Jax: Time-efficient higher-order forward mode?

Created on 20 Mar 2019 · 18Comments · Source: google/jax

Have you guys given any thought to how to efficiently compute higher-order derivatives of scalar-input functions? I have a use for 4th- and 5th-order derivatives of a scalar-input, vector-output function, namely, regularizing ODEs to be easy to solve.

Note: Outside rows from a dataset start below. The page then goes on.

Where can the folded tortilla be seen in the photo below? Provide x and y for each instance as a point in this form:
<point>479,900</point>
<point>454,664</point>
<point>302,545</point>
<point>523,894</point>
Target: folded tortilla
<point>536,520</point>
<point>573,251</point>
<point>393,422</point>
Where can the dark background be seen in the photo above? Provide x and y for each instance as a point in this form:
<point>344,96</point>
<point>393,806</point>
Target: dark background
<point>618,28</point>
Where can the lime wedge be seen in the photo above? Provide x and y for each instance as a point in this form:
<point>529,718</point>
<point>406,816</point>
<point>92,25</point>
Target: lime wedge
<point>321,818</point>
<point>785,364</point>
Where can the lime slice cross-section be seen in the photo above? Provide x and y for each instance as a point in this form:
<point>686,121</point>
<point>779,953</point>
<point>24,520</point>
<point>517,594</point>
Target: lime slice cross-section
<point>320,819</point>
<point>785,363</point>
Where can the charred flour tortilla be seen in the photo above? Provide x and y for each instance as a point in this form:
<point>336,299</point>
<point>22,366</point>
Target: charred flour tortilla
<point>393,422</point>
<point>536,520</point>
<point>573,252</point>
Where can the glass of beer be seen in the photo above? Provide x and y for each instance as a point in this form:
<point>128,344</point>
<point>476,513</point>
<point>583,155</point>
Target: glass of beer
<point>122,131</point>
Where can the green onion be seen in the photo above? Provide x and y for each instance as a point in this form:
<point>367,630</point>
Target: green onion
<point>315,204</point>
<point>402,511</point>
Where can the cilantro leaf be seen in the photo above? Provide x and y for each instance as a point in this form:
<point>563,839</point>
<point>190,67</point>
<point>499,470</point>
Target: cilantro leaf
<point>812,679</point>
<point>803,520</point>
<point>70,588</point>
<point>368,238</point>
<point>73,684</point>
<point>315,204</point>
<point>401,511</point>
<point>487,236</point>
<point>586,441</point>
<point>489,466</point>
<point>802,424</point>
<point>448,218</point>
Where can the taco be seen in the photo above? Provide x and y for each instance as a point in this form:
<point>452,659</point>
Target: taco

I'm not sure, but I think that in principle, the Nth-order derivative of a scalar-input function can be computed for about only N times the cost of evaluating the original function, if intermediate values are cached. We think we have a partial solution using https://github.com/JuliaDiff/TaylorSeries.jl, but I'd rather do it in JAX.

The following toy example takes time exponential in the order of the derivative:

from jax import jvp
import jax.numpy as np

def fwd_deriv(f):
  def df(x):
    return jvp(f, (x,), (1.0,))[1]
  return df

def f(t):
    return 0.3 * np.sin(t) * t**10

g = f
for i in range(10):
    g = fwd_deriv(g)
    print(g(1.1))

Is there a simple way to set things up with jvps and vjps to be more time-efficient, or do you think it would require a different type of autodiff entirely?

enhancement question

Source

duvenaud

👍2

Most helpful comment

This was definitely a bit of a rabbit hole we stumbled into!

jessebett on 18 Mar 2020

👍2

All 18 comments

Great question.

One potential quick fix is that if you use @jit then XLA's common-subexpression elimination (CSE) might do some of this for you. But exponentially blowing up the computation we hand to XLA isn't a good idea even if XLA can CSE it back down.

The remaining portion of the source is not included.